Dr. Kelly also advises surgeons to focus on how easy it will be to get patients into and out of the position. “I make sure that I can come in and out of the Trendelenburg position smoothly, so I gain exposure to the glenoid as needed,” he says. “I also tilt the patient away from me slightly to help keep them centered on the bed.” Finally, for stability purposes, it’s worthwhile to consider wrapping a co-band or an ACE wrap around the patient’s chest while padding their contralateral arm to keep them secure on the bed, adds Dr. Kelly.
Grant Garrigues, MD, a shoulder specialist at Midwest Orthopaedics at Rush in Chicago, says the beach chair position is a more anatomical position that provides greater visualization of the entire joint. He also points out it’s a setup that requires surgeons to focus closely on posture, padding and stability. “It’s important that the patient is straight on the table, and pressure points are properly padded, comfortable and supported.
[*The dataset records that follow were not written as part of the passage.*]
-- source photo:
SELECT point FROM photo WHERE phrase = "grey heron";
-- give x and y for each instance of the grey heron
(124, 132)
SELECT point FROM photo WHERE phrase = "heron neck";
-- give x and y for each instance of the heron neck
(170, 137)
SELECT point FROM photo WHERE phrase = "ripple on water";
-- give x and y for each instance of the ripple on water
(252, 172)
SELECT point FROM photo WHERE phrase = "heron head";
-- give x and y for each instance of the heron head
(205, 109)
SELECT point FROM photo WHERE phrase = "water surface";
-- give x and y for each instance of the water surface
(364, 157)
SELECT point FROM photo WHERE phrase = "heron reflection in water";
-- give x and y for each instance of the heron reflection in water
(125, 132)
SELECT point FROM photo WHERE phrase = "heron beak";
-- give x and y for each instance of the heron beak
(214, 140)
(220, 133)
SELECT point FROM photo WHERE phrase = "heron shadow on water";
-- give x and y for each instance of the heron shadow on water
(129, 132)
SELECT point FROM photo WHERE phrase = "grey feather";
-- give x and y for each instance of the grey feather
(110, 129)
I also find it helpful to use an articulating arm holder for this purpose.”
• Lateral decubitus. When the patient lies on their side in a non-anatomical position, surgeons are granted better visualization of and access to lateral pathology during procedures. However, you have to be careful to avoid nerve issues around the patient’s armpit — particularly for longer cases. “In the lateral position, the patient’s neck and spine need to be neutral,” says Dr. Garrigues. “You should pad the peroneal nerve and use an axillary roll to protect the nerves in the armpit, because they can experience nerve compressions.”
In addition to keeping patients safe and secure in lateral decubitus, focus on the surgeon’s maneuverability and proximity to the anesthesia provider. “Surgeons must have clear access to the head of the patient’s bed, so they can work in both the front and back of the shoulder,” says Dr. Kelly. “Make sure that the patient is far enough up on the bed and that the anesthesia provider is not in the way.”